The Ukrainian nationalist group Svoboda won four posts in Ukraine’s interim government. Russia has tarred Ukraine’s new rulers as “fascist.” It has warned of the increased dangers of racist and xenophobic attacks, including anti-Semitic assaults.
But some Ukrainian-Jewish leaders strongly oppose such allegations.
In an open letter to Russian President Vladimir Putin, published March 4, a group of Ukrainian Jews said: “Your certainty about the growth of anti-Semitism in Ukraine, which you expressed at your press-conference, also does not correspond to the actual facts.”
Abraham Foxman, national director of the Anti-Defamation League, tends to agree.
Writing in the Huffington Post on March 14, Foxman said: “Russia’s claims about anti-Semitism in Ukraine’s revolution are simply not true. They are an effort to delegitimize the actions of the Ukrainian people and to win sympathy for Russia’s defiance of international law.”
But there has been a rash of unsolved anti-Semitic assaults and acts of vandalism in Ukraine since the beginning of this year.
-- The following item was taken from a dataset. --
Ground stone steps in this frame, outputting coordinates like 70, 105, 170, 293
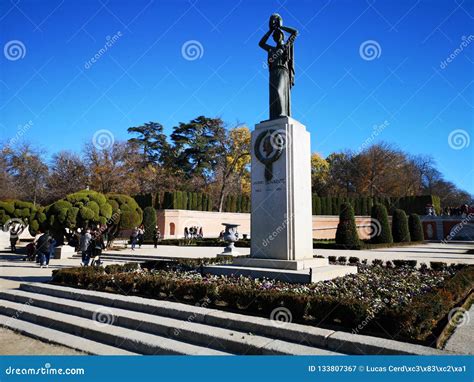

One man was beaten and another was stabbed in two assaults in Kiev in January.
Moreover, the incidents have not stopped since the new interim government took power.
On Friday, March 14, a man and his wife on their way to synagogue in Kiev were surrounded by youths shouting anti-Semitic slurs. They escaped in a taxi.
One day earlier, Rabbi Hillel Cohen was attacked on the street in Kiev. Cohen, who appeared on stage during the EuroMaidan protests in December, was struck in the leg and called a “kike.”